For an interactive console with the gem loaded run bin/console
.
Use the bundle exec rake test
command to run unit tests. To install the gem onto your local machine for general integration testing use bundle exec rake install
.
To test the gem against each supported version of Ruby use bin/test_versions
. This will create a Docker image for each version and run the tests and linting steps.
Do the following to release a new version of this gem:
- Update the version number in lib/clusterid/version.rb
- Ensure necessary documentation changes are complete
- Ensure changes are in the CHANGELOG.md
- Create the new release using
bundle exec rake release
After this is done the following side-effects should be visible:
- A new git tag for the version number should exist
- Commits for the new version should be pushed to GitHub
- The new gem should be available on rubygems.org.
Finally, update the documentation hosted on GitHub Pages:
- Check-out the
gh-pages
branch - Merge
main
into thegh-pages
branch - Generate the documentation with
bundle exec rake yard
- Commit the documentation on the
gh-pages
branch - Push the new documentation so GitHub Pages can deploy it
Benchmarking is tricky and the goal of a benchmark should be clear before attempting performance improvements.
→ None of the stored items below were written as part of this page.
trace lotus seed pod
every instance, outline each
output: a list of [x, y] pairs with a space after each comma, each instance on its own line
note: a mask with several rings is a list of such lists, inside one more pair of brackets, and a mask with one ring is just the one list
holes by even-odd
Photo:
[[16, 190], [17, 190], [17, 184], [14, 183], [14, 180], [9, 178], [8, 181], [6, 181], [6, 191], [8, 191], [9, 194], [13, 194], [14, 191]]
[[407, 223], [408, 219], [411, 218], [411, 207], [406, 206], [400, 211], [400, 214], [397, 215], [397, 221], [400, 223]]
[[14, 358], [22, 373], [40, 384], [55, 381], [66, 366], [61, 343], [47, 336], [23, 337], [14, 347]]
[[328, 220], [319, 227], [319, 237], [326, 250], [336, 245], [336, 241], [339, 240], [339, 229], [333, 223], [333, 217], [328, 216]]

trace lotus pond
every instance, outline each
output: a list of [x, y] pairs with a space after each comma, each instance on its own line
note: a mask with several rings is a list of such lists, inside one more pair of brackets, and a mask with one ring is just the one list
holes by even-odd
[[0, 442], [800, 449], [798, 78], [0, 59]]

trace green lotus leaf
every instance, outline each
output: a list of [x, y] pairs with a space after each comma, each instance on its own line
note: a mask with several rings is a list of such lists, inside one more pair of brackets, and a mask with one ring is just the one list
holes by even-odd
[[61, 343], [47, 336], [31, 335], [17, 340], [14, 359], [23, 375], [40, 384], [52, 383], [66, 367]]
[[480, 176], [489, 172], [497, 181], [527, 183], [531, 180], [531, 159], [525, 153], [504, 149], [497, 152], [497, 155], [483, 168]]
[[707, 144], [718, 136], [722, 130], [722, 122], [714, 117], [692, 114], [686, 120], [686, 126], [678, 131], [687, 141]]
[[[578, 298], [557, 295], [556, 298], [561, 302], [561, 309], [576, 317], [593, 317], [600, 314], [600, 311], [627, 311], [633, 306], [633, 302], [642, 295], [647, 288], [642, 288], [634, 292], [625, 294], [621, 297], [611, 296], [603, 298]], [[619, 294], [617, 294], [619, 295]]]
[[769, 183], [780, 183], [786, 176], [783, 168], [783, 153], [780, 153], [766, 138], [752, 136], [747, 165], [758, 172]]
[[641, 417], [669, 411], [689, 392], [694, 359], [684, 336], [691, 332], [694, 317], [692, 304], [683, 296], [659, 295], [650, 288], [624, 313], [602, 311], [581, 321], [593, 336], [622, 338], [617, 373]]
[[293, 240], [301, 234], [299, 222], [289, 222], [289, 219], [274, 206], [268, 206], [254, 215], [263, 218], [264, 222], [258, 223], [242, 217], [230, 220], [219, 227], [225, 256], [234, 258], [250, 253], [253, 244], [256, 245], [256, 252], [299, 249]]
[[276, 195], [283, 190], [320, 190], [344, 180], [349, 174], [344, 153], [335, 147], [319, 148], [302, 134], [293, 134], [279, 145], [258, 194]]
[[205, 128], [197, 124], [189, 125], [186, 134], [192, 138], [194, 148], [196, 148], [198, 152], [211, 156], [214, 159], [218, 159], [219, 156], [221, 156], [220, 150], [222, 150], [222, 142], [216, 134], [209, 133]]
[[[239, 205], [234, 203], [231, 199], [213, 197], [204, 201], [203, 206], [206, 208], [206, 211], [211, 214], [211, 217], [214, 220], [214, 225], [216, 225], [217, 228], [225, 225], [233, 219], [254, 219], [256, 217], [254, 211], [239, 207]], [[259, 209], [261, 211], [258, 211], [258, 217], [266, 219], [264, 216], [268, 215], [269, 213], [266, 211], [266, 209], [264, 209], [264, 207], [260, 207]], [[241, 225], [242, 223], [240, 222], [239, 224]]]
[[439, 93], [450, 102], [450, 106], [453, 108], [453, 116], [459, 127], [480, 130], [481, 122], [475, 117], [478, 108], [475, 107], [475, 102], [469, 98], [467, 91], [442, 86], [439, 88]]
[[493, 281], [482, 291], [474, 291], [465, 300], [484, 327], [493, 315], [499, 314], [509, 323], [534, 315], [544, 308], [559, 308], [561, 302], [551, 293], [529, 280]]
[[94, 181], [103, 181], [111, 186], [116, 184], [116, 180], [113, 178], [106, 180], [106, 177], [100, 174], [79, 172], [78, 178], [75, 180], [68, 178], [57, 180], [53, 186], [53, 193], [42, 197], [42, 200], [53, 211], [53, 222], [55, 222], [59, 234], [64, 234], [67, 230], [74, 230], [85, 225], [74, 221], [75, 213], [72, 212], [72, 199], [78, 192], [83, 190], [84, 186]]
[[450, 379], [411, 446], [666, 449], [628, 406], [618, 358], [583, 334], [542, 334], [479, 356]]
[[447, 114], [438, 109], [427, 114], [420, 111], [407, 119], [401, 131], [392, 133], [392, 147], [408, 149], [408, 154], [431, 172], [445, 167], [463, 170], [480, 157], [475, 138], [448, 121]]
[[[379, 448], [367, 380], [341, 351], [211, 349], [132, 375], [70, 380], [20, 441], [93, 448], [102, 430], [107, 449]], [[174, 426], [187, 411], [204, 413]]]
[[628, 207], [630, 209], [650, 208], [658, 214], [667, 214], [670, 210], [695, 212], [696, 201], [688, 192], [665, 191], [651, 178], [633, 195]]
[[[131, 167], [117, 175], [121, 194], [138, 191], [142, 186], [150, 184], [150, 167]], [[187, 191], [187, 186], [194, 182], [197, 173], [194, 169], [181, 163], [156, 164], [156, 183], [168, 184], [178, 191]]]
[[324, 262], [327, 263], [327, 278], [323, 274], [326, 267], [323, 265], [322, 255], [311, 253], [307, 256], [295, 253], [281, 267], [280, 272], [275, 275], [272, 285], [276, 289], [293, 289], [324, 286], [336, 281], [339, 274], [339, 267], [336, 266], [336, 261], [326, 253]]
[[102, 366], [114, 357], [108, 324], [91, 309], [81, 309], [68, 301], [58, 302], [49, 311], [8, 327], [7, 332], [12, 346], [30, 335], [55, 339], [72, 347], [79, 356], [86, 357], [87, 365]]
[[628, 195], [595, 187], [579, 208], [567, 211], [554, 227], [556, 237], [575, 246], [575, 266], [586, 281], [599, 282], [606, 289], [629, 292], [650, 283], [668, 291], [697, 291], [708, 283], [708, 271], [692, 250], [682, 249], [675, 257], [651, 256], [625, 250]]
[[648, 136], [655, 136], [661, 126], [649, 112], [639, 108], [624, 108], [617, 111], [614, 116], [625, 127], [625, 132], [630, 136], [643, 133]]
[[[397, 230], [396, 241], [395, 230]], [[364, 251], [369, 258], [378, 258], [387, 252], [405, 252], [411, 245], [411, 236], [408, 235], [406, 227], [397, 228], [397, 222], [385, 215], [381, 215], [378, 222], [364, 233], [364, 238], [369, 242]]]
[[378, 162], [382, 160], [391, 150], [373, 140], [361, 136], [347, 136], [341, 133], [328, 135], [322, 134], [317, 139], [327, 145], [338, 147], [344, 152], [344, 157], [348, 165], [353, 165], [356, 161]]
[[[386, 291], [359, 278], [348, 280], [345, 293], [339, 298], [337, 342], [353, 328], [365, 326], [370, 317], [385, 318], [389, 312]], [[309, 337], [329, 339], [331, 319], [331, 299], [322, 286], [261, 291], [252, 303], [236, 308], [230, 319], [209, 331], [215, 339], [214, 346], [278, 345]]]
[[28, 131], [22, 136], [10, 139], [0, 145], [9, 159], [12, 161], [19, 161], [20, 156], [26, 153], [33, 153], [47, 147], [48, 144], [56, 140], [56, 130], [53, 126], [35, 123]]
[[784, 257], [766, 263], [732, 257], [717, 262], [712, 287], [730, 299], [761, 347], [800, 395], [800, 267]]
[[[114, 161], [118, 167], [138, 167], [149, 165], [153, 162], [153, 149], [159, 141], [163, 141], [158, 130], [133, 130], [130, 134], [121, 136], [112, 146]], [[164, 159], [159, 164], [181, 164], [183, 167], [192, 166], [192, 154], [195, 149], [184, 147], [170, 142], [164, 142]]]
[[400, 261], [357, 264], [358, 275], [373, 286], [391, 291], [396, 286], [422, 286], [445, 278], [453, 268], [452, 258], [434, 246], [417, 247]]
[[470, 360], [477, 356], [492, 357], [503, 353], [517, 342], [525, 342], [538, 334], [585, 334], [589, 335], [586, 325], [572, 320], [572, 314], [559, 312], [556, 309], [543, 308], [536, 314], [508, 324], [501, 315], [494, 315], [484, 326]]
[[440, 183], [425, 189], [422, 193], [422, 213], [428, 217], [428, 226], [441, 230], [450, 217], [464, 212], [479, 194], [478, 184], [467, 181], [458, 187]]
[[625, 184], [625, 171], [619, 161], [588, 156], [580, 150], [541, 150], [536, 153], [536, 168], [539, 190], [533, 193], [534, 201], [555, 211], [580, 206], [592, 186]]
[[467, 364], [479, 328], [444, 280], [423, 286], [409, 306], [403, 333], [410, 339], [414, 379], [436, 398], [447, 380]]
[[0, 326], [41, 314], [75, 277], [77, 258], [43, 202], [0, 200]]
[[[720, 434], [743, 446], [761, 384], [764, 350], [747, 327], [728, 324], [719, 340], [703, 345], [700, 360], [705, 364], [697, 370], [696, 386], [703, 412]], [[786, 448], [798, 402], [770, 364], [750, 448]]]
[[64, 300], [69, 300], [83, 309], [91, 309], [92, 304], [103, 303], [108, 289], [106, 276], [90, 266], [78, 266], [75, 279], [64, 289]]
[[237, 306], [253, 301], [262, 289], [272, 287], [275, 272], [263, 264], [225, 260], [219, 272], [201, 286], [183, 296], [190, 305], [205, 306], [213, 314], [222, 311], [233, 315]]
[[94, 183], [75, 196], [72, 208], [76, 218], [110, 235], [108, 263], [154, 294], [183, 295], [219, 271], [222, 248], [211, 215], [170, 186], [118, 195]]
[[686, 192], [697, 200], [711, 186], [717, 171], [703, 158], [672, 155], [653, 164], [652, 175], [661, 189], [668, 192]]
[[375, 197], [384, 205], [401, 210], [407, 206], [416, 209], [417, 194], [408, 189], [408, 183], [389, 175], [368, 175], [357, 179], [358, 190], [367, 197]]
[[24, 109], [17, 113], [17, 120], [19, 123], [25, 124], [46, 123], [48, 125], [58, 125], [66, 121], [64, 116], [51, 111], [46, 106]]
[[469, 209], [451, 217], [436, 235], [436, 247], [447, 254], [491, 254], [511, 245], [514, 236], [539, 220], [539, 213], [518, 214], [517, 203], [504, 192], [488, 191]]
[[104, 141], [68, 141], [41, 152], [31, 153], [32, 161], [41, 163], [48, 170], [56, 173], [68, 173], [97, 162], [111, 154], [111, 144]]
The goal of this library for performance is as follows:
This library should be capable of generating new values and instantiating existing values at a rate which does not make it a bottleneck for the majority of web APIs.
Given the above goal statement, these benchmarks run on the following environment:
Attribute | Value |
---|---|
Ruby Version | 3.1.0 |
MacOS Version | Catalina 10.15.7 (19H1615) |
MacOS Model Identifier | MacBookPro10,1 |
MacOS Processor Name | Quad-Core Intel Core i7 |
MacOS Processor Speed | 2.7 GHz |
MacOS Number of Processors | 1 |
MacOS Total Number of Cores | 4 |
MacOS L2 Cache (per Core) | 256 KB |
MacOS L3 Cache | 6 MB |
MacOS Hyper-Threading Technology | Enabled |
MacOS Memory | 16 GB |
The performance is approximately as follows when run using:
- The default byte generator and clock
- Simple serializer and deserializer classes
- A constant 16 bytes of data for
Value
instantiation
~/…/clusterid› bundle exec rake benchmark
date; bundle exec ruby test/benchmarks/current.rb
Sat Feb 26 17:47:17 PST 2022
Warming up --------------------------------------
generate 23.924k i/100ms
from_byte_string 129.369k i/100ms
value 135.606k i/100ms
Calculating -------------------------------------
generate 241.890k (± 2.8%) i/s - 1.220M in 5.048294s
from_byte_string 1.270M (± 5.2%) i/s - 6.339M in 5.004944s
value 1.358M (± 6.2%) i/s - 6.780M in 5.014634s
Being conservative in estimation and assuming:
- all nodes in a cluster have identical millisecond timestamp values
- 240 generated clusterid values per millisecond
- approximately 150,000 values generated for a 5 byte value yields a 1% collision rate
The generate
method supports approximately 625 machines in a given cluster before the chance of a value collision reaches 1%.
The value
instantiation has ample performance and should not be a bottleneck for generation of new values.
The from_byte_string
API is nearly as fast as the value constructor and therefore should also not be a bottleneck.